The recruitment status of this study is unknown. The completion date has passed and the status has not been verified in more than two years.
Verified March 2008 by Royal Brompton & Harefield NHS Foundation Trust.
Recruitment status was:  Not yet recruiting
Information provided by:
Royal Brompton & Harefield NHS Foundation Trust Identifier:
First received: March 10, 2008
Last updated: NA
Last verified: March 2008
History: No changes posted

Over time, patients with fibrosing or interstitial lung disease (ILD) can develop high lung blood pressures (pulmonary hypertension), and this is associated with poorer prognosis and survival. It is thought that development of PH contributes to the deterioration and death of patients with ILD. Endothelin-1 (ET1) is a substance contributing to the development of both PH and ILD. Bosentan is a drug blocking the action of ET-1 by binding to its receptors. Bosentan clearly benefits patients with PH of unknown cause, or related to other diseases (such as heart conditions, or HIV) both alone and in combination with other treatments. In patients with fibrosing lung disease and PH, there have been no controlled treatment studies. Clearly it is important to evaluate the effectiveness of bosentan in these patients.

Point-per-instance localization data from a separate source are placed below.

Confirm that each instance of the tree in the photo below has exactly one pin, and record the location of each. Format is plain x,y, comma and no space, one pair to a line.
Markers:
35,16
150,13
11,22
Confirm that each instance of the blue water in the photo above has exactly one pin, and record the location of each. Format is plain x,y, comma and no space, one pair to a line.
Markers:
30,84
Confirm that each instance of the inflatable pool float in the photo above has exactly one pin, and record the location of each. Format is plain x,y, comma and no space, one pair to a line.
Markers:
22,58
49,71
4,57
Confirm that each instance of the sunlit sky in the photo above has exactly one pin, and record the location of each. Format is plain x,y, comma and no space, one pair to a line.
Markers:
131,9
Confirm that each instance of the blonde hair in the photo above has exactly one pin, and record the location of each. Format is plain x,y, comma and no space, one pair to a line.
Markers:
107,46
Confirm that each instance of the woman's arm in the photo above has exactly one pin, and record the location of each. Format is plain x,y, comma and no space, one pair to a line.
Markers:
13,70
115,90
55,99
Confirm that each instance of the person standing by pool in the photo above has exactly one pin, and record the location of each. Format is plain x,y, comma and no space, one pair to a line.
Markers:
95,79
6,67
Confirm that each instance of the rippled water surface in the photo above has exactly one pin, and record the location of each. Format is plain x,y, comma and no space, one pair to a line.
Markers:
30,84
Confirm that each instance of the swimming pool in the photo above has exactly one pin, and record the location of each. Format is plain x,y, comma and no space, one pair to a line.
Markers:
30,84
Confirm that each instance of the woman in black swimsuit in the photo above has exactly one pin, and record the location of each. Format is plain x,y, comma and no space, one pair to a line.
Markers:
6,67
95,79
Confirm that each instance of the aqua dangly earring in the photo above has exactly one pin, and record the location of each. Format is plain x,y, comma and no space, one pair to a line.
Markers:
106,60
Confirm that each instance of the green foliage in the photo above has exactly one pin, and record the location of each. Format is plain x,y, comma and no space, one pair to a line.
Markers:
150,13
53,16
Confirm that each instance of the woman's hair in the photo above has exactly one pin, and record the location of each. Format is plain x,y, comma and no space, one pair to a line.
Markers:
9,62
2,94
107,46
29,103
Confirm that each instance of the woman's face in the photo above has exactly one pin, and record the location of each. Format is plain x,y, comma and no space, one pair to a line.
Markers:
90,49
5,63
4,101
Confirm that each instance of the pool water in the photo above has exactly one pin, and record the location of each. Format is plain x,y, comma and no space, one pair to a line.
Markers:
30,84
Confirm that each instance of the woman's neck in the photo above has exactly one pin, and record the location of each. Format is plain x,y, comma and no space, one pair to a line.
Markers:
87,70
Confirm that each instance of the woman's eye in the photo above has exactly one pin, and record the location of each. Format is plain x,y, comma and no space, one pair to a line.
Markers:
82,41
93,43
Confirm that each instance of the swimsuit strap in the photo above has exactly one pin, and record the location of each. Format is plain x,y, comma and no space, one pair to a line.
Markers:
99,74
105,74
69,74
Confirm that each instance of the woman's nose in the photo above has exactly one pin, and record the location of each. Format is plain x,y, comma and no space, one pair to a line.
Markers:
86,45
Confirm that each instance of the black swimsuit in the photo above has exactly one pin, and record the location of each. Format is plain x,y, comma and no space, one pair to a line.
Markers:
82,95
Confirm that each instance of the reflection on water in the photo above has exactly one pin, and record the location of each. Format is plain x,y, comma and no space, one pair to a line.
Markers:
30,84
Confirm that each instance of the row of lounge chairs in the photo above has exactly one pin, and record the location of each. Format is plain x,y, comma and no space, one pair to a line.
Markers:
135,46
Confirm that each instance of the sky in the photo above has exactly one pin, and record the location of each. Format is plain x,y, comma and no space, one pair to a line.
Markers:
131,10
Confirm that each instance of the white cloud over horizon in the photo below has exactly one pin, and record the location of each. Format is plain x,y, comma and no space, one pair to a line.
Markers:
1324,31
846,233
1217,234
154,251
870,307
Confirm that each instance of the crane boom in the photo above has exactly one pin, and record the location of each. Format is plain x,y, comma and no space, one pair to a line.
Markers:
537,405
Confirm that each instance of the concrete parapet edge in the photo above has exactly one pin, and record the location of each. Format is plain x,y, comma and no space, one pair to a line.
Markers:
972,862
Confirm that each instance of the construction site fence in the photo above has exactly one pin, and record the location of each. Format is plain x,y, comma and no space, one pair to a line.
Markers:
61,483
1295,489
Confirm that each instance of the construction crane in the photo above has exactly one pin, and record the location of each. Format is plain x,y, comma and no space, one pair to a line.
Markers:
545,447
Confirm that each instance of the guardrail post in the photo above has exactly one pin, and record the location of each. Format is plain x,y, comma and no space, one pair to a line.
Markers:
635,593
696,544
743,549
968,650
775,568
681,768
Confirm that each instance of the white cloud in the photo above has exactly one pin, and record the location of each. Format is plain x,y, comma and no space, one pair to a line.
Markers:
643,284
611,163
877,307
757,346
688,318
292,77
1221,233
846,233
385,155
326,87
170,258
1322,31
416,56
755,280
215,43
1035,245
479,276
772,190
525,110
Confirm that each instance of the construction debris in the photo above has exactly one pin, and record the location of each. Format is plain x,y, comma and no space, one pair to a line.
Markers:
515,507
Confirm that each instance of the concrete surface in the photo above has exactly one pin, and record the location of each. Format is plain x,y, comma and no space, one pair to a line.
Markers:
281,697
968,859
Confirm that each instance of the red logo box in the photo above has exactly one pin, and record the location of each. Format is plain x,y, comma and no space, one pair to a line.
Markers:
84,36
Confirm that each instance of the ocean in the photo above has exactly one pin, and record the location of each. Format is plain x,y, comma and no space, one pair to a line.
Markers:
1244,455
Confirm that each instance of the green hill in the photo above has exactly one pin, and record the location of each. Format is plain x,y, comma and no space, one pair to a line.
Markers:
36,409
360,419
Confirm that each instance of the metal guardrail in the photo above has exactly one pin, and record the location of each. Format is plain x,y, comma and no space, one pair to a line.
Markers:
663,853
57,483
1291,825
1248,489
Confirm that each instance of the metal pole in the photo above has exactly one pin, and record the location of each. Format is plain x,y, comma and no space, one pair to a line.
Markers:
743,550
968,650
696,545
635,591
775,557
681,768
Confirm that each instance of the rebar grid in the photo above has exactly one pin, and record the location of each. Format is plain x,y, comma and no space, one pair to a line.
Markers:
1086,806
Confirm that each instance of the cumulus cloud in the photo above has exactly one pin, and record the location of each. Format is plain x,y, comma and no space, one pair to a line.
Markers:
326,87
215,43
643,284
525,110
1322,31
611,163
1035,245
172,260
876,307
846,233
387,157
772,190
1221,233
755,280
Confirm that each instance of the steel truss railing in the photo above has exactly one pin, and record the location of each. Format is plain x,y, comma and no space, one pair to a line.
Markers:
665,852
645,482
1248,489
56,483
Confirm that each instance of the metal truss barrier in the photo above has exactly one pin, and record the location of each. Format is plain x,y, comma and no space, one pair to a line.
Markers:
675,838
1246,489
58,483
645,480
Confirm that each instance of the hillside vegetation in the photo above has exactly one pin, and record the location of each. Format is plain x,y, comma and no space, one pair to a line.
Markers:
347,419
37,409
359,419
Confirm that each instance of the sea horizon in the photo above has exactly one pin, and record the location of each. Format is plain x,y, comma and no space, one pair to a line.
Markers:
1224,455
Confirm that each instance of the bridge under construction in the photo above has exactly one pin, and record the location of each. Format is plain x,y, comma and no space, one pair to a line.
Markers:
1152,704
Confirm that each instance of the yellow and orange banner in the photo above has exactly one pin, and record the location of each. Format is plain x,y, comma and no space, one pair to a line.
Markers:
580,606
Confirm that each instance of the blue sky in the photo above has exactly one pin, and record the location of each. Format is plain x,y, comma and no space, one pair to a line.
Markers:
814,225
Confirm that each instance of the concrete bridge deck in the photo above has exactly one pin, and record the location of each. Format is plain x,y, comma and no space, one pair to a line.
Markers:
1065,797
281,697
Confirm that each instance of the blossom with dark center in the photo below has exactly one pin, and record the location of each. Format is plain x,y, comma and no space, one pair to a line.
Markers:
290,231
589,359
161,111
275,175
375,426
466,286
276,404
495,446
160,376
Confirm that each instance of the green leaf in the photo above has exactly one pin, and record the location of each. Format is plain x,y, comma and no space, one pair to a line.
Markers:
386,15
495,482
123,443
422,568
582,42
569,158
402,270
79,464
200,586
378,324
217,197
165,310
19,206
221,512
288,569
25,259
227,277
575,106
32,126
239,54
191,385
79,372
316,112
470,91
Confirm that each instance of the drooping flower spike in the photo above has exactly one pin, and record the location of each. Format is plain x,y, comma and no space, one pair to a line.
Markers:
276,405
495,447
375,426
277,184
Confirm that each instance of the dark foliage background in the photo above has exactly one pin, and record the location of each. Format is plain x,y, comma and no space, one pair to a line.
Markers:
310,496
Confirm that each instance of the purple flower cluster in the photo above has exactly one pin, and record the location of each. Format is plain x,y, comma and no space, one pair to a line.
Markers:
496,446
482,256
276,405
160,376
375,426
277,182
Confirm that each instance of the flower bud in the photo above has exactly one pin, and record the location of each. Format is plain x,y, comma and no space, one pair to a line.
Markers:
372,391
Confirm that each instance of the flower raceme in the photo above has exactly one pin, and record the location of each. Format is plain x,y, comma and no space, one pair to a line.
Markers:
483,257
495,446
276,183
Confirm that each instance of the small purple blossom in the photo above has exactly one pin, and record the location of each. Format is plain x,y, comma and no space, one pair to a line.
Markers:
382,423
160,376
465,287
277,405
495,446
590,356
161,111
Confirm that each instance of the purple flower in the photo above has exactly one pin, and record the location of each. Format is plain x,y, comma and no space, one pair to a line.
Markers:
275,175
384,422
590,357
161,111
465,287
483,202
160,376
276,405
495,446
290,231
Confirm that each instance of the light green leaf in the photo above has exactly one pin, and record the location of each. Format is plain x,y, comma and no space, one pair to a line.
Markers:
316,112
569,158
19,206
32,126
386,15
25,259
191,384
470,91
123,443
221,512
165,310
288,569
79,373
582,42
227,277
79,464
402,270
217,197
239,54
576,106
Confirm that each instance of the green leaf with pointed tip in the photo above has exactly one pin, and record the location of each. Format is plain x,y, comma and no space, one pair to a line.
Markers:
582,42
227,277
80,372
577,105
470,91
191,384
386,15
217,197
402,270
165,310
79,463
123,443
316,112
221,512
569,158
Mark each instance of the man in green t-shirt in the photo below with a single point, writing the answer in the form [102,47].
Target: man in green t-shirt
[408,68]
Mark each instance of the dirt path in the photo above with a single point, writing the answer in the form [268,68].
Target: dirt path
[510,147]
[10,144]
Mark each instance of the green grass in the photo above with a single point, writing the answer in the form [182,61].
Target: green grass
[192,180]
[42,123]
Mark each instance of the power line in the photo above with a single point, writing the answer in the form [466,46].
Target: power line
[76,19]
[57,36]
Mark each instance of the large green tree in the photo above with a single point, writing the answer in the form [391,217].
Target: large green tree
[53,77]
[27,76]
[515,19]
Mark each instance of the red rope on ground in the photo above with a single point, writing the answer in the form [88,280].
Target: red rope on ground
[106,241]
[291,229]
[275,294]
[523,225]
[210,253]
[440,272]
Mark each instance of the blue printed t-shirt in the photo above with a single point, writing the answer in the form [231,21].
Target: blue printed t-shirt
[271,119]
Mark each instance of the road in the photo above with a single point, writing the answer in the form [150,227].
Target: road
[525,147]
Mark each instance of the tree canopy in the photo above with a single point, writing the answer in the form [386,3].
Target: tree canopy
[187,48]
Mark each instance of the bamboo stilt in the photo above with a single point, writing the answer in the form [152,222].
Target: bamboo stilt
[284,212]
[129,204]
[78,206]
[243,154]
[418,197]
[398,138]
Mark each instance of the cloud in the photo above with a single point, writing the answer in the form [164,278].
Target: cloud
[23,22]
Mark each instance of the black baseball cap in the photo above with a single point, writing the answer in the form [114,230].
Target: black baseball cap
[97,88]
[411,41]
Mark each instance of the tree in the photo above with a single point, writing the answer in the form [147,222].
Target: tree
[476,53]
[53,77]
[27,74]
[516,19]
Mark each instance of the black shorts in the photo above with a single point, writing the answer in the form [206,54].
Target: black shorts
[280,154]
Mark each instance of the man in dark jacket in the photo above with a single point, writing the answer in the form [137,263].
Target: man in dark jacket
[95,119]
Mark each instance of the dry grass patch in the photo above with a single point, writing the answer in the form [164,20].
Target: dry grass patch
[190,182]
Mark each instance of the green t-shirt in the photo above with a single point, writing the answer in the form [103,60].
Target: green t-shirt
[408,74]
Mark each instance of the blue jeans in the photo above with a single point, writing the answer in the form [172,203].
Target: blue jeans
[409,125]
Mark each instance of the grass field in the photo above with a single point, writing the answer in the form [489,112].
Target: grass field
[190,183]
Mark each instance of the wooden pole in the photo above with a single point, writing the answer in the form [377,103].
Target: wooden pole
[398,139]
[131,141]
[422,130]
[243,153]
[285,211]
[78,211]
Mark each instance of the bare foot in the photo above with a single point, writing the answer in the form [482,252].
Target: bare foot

This study aims to determine the ability of bosentan to reduce high blood pressure in the lungs (pulmonary hypertension) in patients with scarring (fibrosing) lung disease. It is a placebo-controlled double blinded study for 16 weeks (and it is proposed to follow patients in a 16 week open-label phase with bosentan therapy).

Condition Intervention Phase
Pulmonary Hypertension
Interstitial Lung Disease
Idiopathic Pulmonary Fibrosis
Nonspecific Interstitial Pneumonia
Drug: Bosentan
Drug: Placebo
Phase 4

Study Type: Interventional
Study Design: Allocation: Randomized
Intervention Model: Parallel Assignment
Masking: Double Blind (Subject, Caregiver, Investigator, Outcomes Assessor)
Primary Purpose: Treatment
Official Title: Use of the Endothelin-1 Antagonist Bosentan in Patients With Established Pulmonary Hypertension and Fibrotic Lung Disease. - A Randomised, Placebo-Controlled, Double-Blinded Study.

Resource links provided by NLM:

Further study details as provided by Royal Brompton & Harefield NHS Foundation Trust:

Primary Outcome Measures:
  • The primary endpoint is a fall in pulmonary vascular resistance (PVR) of 20% over 16 weeks. [ Time Frame: 16 weeks ]

Secondary Outcome Measures:
  • mean Pulmonary arterial Pressure [ Time Frame: 16 weeks ]
  • Six minute walk distance [ Time Frame: 16 weeks ]
  • Quality of life scores (Camphor questionnaire) [ Time Frame: 16 weeks ]
  • Pulmonary function (DLco, FVC and PaO2) [ Time Frame: 16 weeks ]
  • Pulmonary blood flow [ Time Frame: 16 weeks ]
  • Right ventricular mass (Cardiac MRI) [ Time Frame: 16 weeks ]
  • BNP [ Time Frame: 16 weeks ]
  • Progression free survival [ Time Frame: 16 weeks ]

Estimated Enrollment: 48
Study Start Date: April 2008
Estimated Study Completion Date: August 2010
Estimated Primary Completion Date: April 2010 (Final data collection date for primary outcome measure)
Arms Assigned Interventions
Active Comparator: 1
Bosentan tablets (62.5mg bd for first 4 weeks, then 125mg bd as tolerated)
Drug: Bosentan
Bosentan tablets - 62.5mg bd for first 4 weeks, then 125mg bd if tolerated until trial completion.
Other Name: Tracleer
Placebo Comparator: 2
Placebo tablets
Drug: Placebo
Placebo tables - identical to active drug but without the active ingredient -
Other Name: Placebo tablets

Detailed Description:

• Purpose: High blood pressure in the lungs or pulmonary hypertension (PH) is a common complication of fibrosing (or interstitial, ILD) lung disease. When present, it is associated with markedly reduced prognosis and survival. Endothelin-1 (ET-1)is over-expressed in patients with PH and ILD, and is thought to play a role in the development of both conditions. Bosentan blocks the action of ET-1, and has been shown to be beneficial in patients with PH from an unknown cause, or related to other conditions (such as heart conditions, connective-tissue disease, and HIV). It is important to establish whether bosentan treatment also benefits patients with PH and ILD.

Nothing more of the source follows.